Wednesday, December 1

The Dog Ate My Blackberry

My mobile finds "Rusty." Amazingly it works fine. At some moment I will ditch the Microsoft-Blackberry cabal and go all-Apple. Not having my Vaio for two weeks as the unit repaired for various faults one instigator (once returned from the repair shop my control-key functions inoperable - try going without cutting, pasting and printing short-cuts and not go mad. I dare you.) Apple products just plane cool is another. Who, from my era, can forget their first Mac? So simple, such love. Brown had two campus Mac stations opened, amazingly, 24-7, and always full. The worst having some deadline and being forced to wait for a computer to become available. Duane owned the first printer on my Freshman hallway which became communal and made him more popular than ever. Line-ups were often six or seven deep. Back then floppy disks ruled and could barely hold ten pages of memory. Now Students cull and synthesize Internet data, copy onto a synthetic sheet, summarise their findings in an efficient paragraph or two and submit to the prof electronically. Some credit their sources. Radical.
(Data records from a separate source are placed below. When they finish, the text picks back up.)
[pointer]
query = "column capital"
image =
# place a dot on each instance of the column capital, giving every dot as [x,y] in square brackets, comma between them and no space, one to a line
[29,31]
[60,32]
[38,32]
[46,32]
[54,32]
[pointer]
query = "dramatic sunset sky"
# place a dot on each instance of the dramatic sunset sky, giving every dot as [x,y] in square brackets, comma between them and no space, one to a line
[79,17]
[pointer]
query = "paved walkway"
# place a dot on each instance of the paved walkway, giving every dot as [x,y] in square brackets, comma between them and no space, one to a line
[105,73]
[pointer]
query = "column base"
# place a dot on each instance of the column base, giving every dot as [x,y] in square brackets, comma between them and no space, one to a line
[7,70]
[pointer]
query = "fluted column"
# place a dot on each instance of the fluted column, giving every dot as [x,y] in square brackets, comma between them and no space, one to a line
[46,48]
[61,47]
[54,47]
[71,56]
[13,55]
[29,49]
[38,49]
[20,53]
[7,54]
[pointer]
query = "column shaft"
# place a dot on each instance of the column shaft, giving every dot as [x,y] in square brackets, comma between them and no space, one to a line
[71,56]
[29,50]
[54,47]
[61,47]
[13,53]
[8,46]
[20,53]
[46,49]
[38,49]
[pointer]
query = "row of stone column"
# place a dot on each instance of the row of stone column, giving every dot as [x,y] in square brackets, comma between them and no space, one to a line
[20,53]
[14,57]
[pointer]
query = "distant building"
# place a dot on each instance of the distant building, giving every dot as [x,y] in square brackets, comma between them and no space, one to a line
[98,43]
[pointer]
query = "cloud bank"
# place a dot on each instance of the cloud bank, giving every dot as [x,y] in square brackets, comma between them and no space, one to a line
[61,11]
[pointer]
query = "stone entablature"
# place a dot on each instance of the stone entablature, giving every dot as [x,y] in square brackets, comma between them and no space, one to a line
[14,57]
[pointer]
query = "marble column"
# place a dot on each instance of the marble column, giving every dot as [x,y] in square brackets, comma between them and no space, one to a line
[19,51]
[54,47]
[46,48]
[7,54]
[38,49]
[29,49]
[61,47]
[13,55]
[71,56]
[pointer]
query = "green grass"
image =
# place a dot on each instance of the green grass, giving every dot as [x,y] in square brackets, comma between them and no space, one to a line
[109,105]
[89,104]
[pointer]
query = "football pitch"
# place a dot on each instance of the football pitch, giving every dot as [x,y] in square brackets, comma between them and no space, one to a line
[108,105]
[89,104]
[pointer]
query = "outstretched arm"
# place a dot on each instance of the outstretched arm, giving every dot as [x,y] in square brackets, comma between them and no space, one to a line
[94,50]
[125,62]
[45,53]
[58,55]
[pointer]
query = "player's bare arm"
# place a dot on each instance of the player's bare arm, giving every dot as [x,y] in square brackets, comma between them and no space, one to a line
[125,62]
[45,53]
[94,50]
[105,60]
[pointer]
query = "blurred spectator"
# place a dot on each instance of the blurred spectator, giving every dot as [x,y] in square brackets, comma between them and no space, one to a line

No doubt learning has changed since the '80s and concentration, I fear, no longer at a premium. The immediacy of Facebook, instant messaging and SMS has altered our brain functions. At least mine, anyways - while my attention span never particularly lengthy I could at least hunker down for an all-nighter. Or finish a book. Now it is difficult to reach the end of a pitch-deck. And legal documents? Oi vey. This one reason I am an entrepreneur : stim-u-lation. But also, more generally, my style of information accumulation now rewarded - quick, limited doses, everywhere all the time. And not just academics or business BTW but courtship and other human interactions. My and everybody's role to filter, digest, move on.

In '98 I met Nathan Myhrvold, then the Chief Technology Officer of Microsoft, following a speech at London college. We talked about one day planting a micro-chip in the brain "installing all human knowledge" in an instant. I smiled but thought him a bit loony. Not so now.

"Men are only as good as their technical development allows them to be."